The laws of the state of New York impose certain requirements on wills to make sure that they are authentic representations of the testamentary desires of individuals. Requirements such as witnesses and signatures are in place to help avoid later challenges to wills based on duress, incapacity and other grounds. Challenges to wills can cause wills to be tied up in probate and can take time to work through.

Not every will must be written; however, the state recognizes two different will formats that may be used in very specific circumstances. One alternative form of will is a nuncupative will. A nuncupative will is a spoken will and may only be recognized when its creator falls into one of several categories.

Members of the armed services who are actively deployed in conflicts may make nuncupative wills. This is the same for support individuals who accompany military members on their tours of duty. Similarly, mariners who are out at sea may make oral wills. These exceptions make sense since deployed service members and sailors may not have access to witnesses and writing tools with which to execute traditional wills.
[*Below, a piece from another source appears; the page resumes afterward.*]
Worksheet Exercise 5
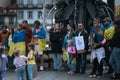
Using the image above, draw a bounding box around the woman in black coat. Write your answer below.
[50,23,62,71]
Like nuncupative wills, holographic wills may be recognized when the creators are the same as those just mentioned in the prior paragraph. A holographic will is a written will, but it is written completely by hand and by the individual creating it. Though they lack witnesses and in some cases written documentation, alternative forms of wills can be recognized by the New York courts. These exceptions are limited and readers are asked not to rely on this post’s contests as legal guidance or advice.